Et c’est pourquoi, la relation à l’Afrique n’a pas été trahie ni la critique de Césaire, injuste. Comme on a pu l’écrire ici ou là. Mais il s’agit de racines mobiles, en mutation permanente. Il s’agit d’être lucide sur le mouvement de l’Histoire, de définir une nouvelle identité récupérant l’histoire la plus reculée des Antilles et des Caraïbes, afin de construire une mosaïque humaine des plus généreuses, loin du pays fermé. Aussi, me semble-t-il, Glissant est dans le sillage de Césaire auquel il se réfère dans le texte sur Kateb que je citais au début de mes propos:
«Je suis frappé des rencontres entre Kateb Yacine et Aimé Césaire.
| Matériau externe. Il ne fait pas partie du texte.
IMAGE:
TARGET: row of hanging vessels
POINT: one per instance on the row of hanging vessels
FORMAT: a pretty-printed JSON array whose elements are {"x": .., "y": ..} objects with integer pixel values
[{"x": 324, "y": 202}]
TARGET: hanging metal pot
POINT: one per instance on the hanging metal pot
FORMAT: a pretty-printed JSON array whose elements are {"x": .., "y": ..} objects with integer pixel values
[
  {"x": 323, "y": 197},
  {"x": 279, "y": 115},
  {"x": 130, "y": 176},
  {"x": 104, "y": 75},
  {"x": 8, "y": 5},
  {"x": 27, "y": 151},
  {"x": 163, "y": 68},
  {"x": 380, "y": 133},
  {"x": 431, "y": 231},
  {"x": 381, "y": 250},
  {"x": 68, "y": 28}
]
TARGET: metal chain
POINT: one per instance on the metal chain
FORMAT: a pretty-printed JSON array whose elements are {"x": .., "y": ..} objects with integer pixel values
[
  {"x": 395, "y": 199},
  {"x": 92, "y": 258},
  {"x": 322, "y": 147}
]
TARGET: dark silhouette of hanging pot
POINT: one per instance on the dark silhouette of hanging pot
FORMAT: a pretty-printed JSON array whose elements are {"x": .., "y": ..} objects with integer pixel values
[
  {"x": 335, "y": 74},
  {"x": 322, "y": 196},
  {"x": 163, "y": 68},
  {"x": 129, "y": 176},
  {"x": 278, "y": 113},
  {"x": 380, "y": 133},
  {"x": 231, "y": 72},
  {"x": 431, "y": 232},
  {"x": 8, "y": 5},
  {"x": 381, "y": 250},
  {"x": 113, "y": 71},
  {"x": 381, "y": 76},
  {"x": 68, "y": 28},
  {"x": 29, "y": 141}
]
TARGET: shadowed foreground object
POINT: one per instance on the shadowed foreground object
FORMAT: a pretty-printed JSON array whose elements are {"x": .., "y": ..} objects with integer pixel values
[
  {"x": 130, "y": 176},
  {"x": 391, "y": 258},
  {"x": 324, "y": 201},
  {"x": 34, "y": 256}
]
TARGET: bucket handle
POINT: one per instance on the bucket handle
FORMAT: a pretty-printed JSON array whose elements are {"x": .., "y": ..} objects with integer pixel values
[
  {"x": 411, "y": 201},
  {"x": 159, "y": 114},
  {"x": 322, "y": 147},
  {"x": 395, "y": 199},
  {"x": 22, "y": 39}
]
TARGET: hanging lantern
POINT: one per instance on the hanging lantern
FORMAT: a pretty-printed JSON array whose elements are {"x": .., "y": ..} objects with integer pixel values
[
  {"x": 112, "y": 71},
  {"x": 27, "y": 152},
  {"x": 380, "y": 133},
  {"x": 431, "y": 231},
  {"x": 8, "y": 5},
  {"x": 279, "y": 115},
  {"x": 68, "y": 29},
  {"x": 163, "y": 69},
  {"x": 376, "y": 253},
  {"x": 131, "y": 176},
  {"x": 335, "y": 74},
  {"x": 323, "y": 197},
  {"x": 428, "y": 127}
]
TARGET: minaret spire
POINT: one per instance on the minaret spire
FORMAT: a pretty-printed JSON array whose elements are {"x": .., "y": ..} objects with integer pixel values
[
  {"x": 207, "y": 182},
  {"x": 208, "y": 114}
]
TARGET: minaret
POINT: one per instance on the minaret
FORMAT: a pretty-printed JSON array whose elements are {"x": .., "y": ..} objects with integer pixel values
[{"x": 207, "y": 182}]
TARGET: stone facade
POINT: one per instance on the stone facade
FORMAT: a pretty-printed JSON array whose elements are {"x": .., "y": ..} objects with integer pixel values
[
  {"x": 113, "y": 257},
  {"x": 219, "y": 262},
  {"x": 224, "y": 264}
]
Dans le Cadavre encerclé et dans la tragédie de Césaire, Et les chiens se taisaient, nous retrouvons des moments en quelques sortes élus, des manières de lieux communs entre écrivains acharnés au même ouvrage…N’est-ce pas une preuve de l’universalité de la Tragédie, de sa vérité, que cet accord de deux poètes, à première vue si éloignés, et qui conduisent leurs œuvres par des moyens tellement différent?»(15).
Le Tout-monde n’est pas une addition de mondes, sans âme ni corps, mais un enracinement dans la condition humaine, dans ce qu’elle a de plus tragique, son chaos et son errance, comme au début de la Genèse, mais c’est des tremblements de la nature et de la condition pathétique et épique humaine que naissent les fleurs sur les îles.
Notes
1. Cultures sud n°169, avril-juin, 2008.
2. Lettres Nouvelles n°67, 1959.
3. Le Cercle de représailles, Seuil, 1959.
4. Cultures sud, n°169, p.9
5. Soliloques, poèmes, Ancienne imprimerie Thomas, Bône, 1946.
6. Mauvais sang, poésie, P.-J. Oswald, 1955. Rééd. avec Feu de brousse, L’Harmattan.
7. « Mauvais sang », in Une Saison en enfer, 1873.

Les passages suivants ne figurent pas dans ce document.